The next morning, after laying flowers at the memorial for children killed during the siege of Sarajevo, they head for the Srebrenica Memorial Centre.

‘Thunderous silence’

This year, bikers from Bosnia and Herzegovina, Croatia, Slovenia, Austria, Germany, Italy, Sweden, Switzerland, Turkey and other countries will ride in the Moto Marathon.

The participation of bikers from all over the world is of great importance to Mersudin ‘Uco’ Hasanovic, a member of the Argentum motorcycle club from Srebrenica.

“When you start the engines and set out from Sarajevo, for example, you travel in two columns and you feel a thunderous silence. Even though the running of so many engines creates a huge noise, you feel the silence,” Hasanovic says.

“For people like me from Srebrenica, this is very emotional.

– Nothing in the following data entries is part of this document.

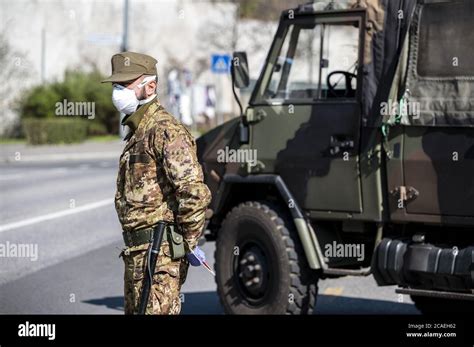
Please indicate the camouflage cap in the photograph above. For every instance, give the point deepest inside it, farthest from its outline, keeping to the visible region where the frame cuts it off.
(129, 66)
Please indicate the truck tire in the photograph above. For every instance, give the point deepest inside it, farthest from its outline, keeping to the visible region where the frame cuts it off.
(260, 264)
(429, 305)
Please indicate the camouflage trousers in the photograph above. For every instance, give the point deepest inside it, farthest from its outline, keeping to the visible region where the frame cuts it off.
(168, 277)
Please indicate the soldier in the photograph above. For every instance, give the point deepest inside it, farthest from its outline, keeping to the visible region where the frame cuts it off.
(159, 179)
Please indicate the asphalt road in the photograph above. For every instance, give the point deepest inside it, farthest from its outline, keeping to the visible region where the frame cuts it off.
(66, 209)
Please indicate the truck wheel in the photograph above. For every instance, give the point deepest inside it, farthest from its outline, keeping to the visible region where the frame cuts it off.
(428, 305)
(260, 264)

The traffic stops and an endless number of people stand by the road, waving. It is hard not to shed a tear,” he says.

Sulic explains that bikers ride in formation from Sarajevo to the Memorial Centre in the village of Potocari, and that this overcomes prejudices that people may have about them.

“Imagine 2,000 motorcyclists riding in formation next to each other, without honking the horn even once, without accelerating, driving in procession from Sarajevo to Potocari at the lowest possible speed, and in this precise way, sending a message of peace, a message that it should never happen to anyone anywhere, that it should not be repeated, and that it should not be forgotten,” he says.

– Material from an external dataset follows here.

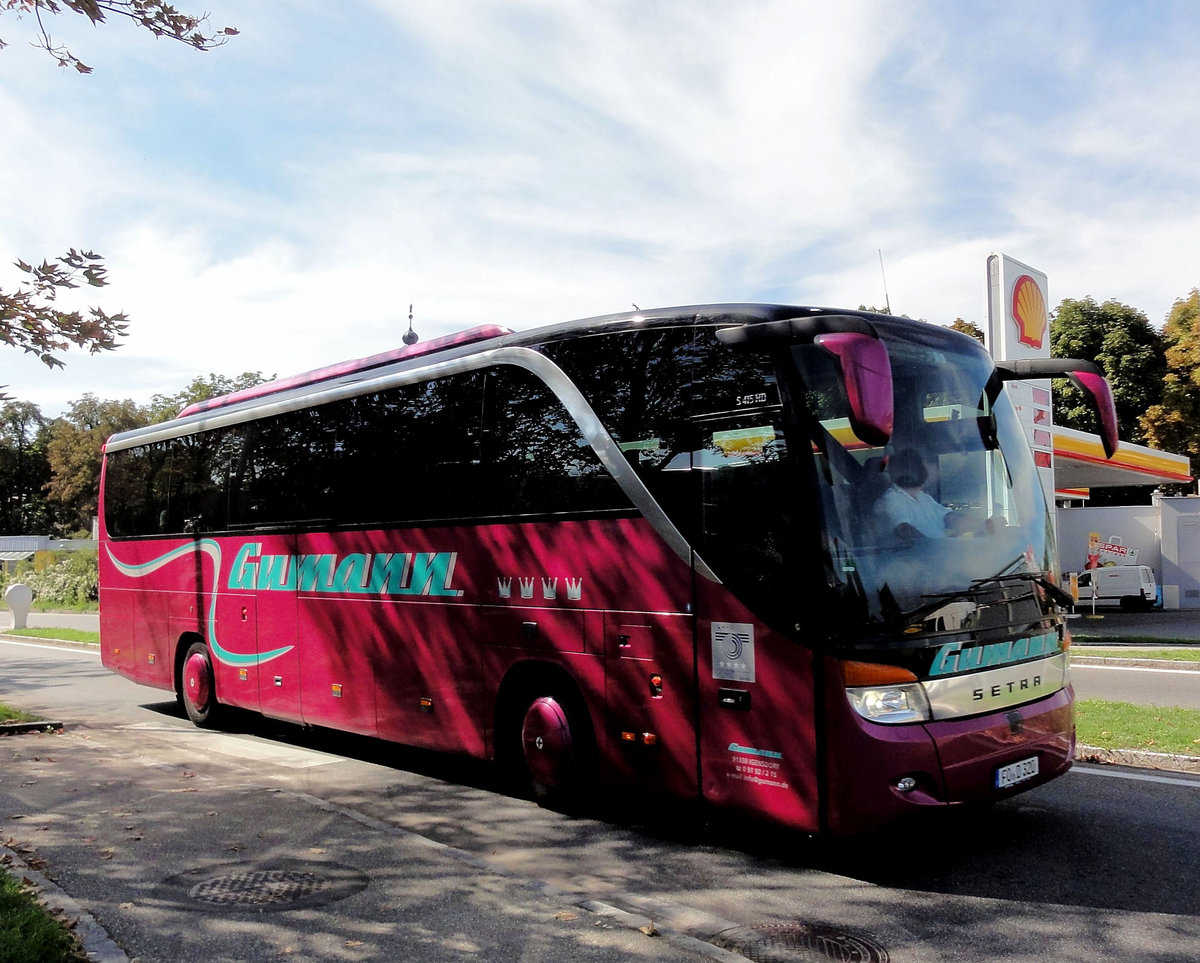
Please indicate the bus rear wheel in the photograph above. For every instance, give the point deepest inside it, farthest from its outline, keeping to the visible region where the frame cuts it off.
(197, 687)
(556, 751)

Sulic, Batlak and Hasanovic all mention riding through the town of Nova Kasaba as something that touches them particularly each year, when women come out of the houses with flowers and throw rose petals on the road.

“When we pass through, when this entire group of motorcycles passes through, it awakens special feelings. I believe that not a single biker goes past without shedding a tear under their helmets,” Batlak says.

“Usually, when you ride, you feel freedom, but that day you feel like you ride your motorcycle for a greater cause,” Hasanovic says.

‘Riding for a greater cause’

Enver Sulic. Photo: Detektor

Nihad Zorlak will participate in the Moto Marathon for the first time this year, with his three friends from Turkey.

Born and raised in Germany, Zorlak has attended funerals and commemorations in Srebrenica multiple times, and this year he wants to pay tribute by arriving on his motorcycle.

“I have children, I tell them the story of Srebrenica so that they know where they come from and what happened in Bosnia, even though they were born here. My children ask me if I look forward to this, and what I expect,” says Zorlak, whose family is originally from Gorazde in Bosnia.

In Srebrenica, the sun sets over the motorcycle camp in the town that carries the burden of its past. Bikers ride side by side, and, without many words, tell stories of solidarity, friendship, and respect – both towards one another, and for the innocent victims of the genocide.

Hasanovic explains that for those involved, the Moto Marathon to Srebrenica is something special.

“Usually, when you ride, you feel freedom, but on that day, you feel like you’re riding your motorcycle for a greater cause,” he says.